The stories he shared with the group were about personal growth, relationships and the culture of the school.
He used an analogy of teachers working with students as people who are mechanics or builders and described the incredible amount of tools needed to teach students today.
“All I needed when I started teaching in 1979 was a small toolbox,” he said. “It had a hammer, screwdriver and a crescent wrench in it and I was good to go.”
He said that education and students today have changed so much that now students and educators need one of those snap-on toolboxes, with 32 drawers filled with everything that Sears makes to reach students and their learning styles.
Before becoming principal, Brazzil served as the high school’s assistant principal and decided it was time to apply to become principal when Ralph Bray retired. He didn’t get the job.
“I blamed everyone except myself for being the reason why I lost out,” he said.
In the meantime, Brazzil soaked in everything he could learn from the person who did become principal, David Manley.
“As he and I became close friends and co-workers, we made a good team and helped each other with the challenges of operating the school,” he said.
Visits with several doctors during this time added a new word to Brazzil’s vocabulary: Cancer.
“As many of you know, nothing will change your life like having cancer and especially when they tell you that you’re going to M.D. Anderson in Houston for tests and possible treatment,” Brazzil said.
Brazzil thought of himself as a “fat boy” until he was diagnosed.

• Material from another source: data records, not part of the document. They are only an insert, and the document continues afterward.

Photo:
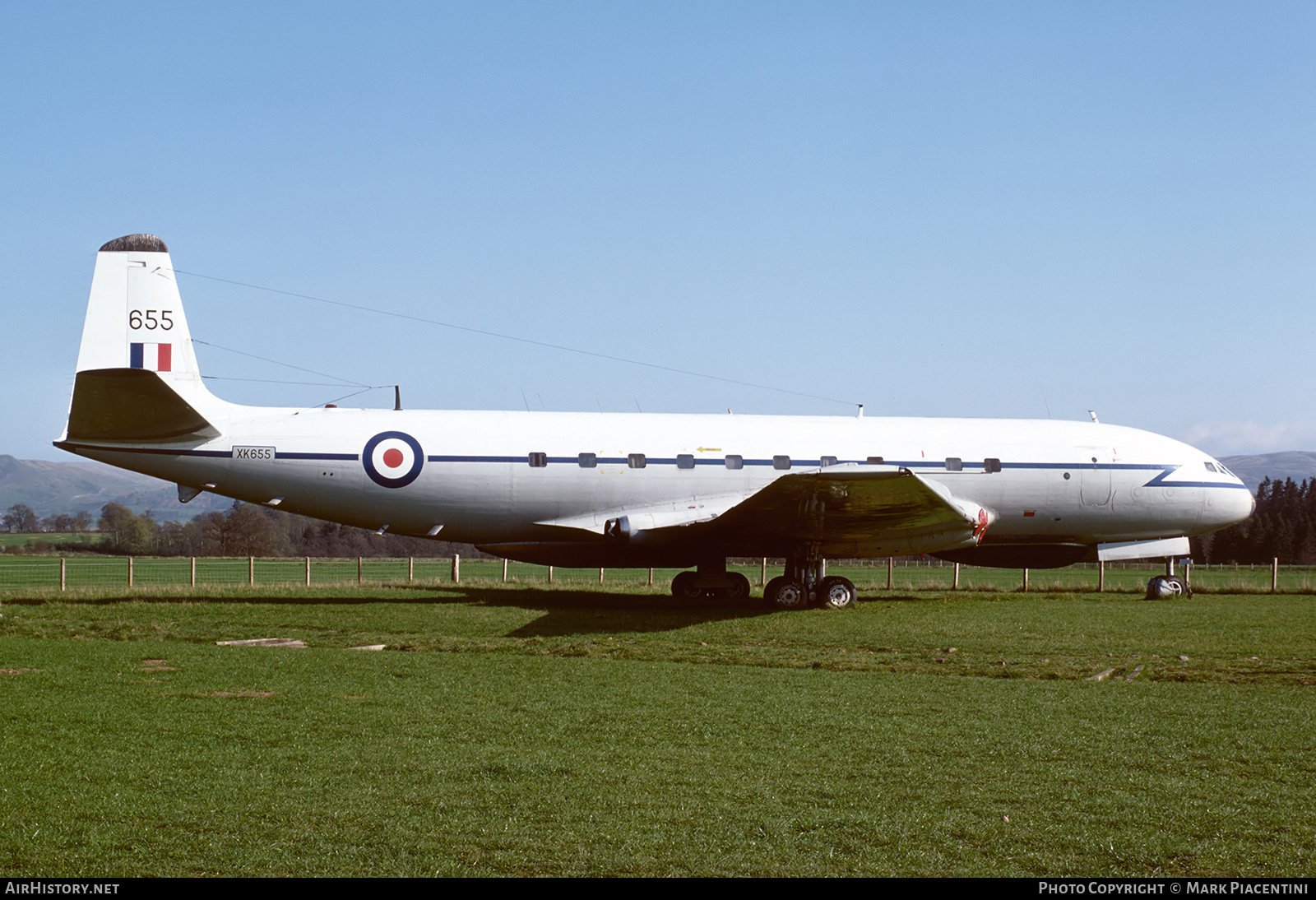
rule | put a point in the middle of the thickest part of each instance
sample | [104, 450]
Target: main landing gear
[711, 579]
[804, 583]
[802, 586]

While receiving radiation treatments, he was put on a liquid diet for over two years and lost 55 pounds. “After all of that, every day is a good day.”

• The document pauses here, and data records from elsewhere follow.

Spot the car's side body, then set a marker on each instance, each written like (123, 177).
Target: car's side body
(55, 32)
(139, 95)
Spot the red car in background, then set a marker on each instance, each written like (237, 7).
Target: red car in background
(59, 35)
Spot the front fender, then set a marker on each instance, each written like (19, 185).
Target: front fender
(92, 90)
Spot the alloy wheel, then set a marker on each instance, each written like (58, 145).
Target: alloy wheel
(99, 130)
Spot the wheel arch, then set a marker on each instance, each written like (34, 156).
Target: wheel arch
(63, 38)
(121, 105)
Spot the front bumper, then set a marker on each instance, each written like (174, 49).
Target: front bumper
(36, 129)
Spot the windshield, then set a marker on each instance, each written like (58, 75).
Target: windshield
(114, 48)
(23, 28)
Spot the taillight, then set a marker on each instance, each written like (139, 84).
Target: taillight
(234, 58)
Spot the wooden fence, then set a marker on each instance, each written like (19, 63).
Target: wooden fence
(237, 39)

“Lessons learned from not getting the job then getting cancer were that I was not ready to lead that high school. There was a personal plan from a higher power and a Killeen ISD plan that made it clear that it wasn’t my turn,” he said. “I had some leadership growing to do and I could not have cancer and run a school. As I followed the mentoring from David, another opportunity came around again to apply and I did. I got the job this time and am happy to be here.”